Here is an example of something you never see old Pa Pitt do. The usual jungle of utility cables infested this picture, and Father Pitt took them out. It’s not a perfect job, but it looks good from this distance. Having demonstrated that he is capable of doing it, Father Pitt may never do it again, but it does give us a good look at the front of an interesting old church.
Zion Evangelical Lutheran Church is the oldest open church in Lawrenceville: that is to say, it is the one that has been worshiping in the same building continuously for the longest time. This building was finished in 1874, and it has not changed much since then. In style it is a typical small Pittsburgh church of the time, with a shallow-pitched roof, the walls divided in sections by simple pilasters, and crenellations under the roofline. This is the Romanesque variant of that style. It could be made Gothic by swapping the rounded arches for pointed arches; it could be made classical by adding a few classical decorative elements.
The inscription reads “3.te Deutsche ev. Lutherische Zions Kirche” (“Third German Evangelical Lutheran Zion’s Church”). Someone has traced the date “1823” in white on the date stone in the gable. Father Pitt believes it is a mistake, although he would be happy to be corrected by anyone who knows better.

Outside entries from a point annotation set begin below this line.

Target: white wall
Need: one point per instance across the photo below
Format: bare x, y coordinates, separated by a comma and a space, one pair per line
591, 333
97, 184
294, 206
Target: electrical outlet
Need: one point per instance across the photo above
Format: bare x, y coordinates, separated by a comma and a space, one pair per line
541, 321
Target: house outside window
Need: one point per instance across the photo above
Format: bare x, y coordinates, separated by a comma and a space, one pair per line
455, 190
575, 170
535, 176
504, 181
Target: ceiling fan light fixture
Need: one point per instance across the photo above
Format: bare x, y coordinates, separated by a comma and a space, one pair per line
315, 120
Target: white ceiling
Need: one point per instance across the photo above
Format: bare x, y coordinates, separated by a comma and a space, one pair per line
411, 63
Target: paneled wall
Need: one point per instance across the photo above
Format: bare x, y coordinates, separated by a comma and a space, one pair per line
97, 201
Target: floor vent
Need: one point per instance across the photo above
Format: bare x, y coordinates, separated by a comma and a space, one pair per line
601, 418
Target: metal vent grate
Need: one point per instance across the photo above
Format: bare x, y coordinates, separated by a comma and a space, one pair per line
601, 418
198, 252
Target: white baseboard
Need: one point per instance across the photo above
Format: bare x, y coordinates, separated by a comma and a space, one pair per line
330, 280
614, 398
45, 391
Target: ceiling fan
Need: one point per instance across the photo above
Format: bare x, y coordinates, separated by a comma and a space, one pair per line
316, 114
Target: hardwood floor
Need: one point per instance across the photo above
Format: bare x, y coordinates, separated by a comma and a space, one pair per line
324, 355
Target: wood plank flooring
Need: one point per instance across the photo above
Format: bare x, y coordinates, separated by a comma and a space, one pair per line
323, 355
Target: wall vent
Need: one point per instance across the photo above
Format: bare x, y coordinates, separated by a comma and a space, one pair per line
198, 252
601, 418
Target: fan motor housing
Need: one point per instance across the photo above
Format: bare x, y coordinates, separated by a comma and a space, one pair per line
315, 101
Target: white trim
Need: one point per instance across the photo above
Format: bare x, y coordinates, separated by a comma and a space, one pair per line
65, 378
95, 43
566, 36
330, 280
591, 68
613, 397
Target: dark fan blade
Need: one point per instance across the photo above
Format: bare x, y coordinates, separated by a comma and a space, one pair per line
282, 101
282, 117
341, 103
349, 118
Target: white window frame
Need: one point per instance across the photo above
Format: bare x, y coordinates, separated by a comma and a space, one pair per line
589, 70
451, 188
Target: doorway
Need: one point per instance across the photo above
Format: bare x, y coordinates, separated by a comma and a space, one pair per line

The records indicate that the congregation was founded in 1868; the building opened in March of 1874, so the date 1873 would be plausible. Perhaps layers of paint made the date indistinct, and a painter misread the 7.
Here is the church with the utility cables. Father Pitt had the energy to remove them from one picture, but after that he had to lie down for a while. Since, however, these pictures are all licensed with a public-domain-equivalent CC0 license, nothing stops any motivated readers from adopting the photograph and spending the afternoon eliminating the cables—and that utility pole while they’re at it.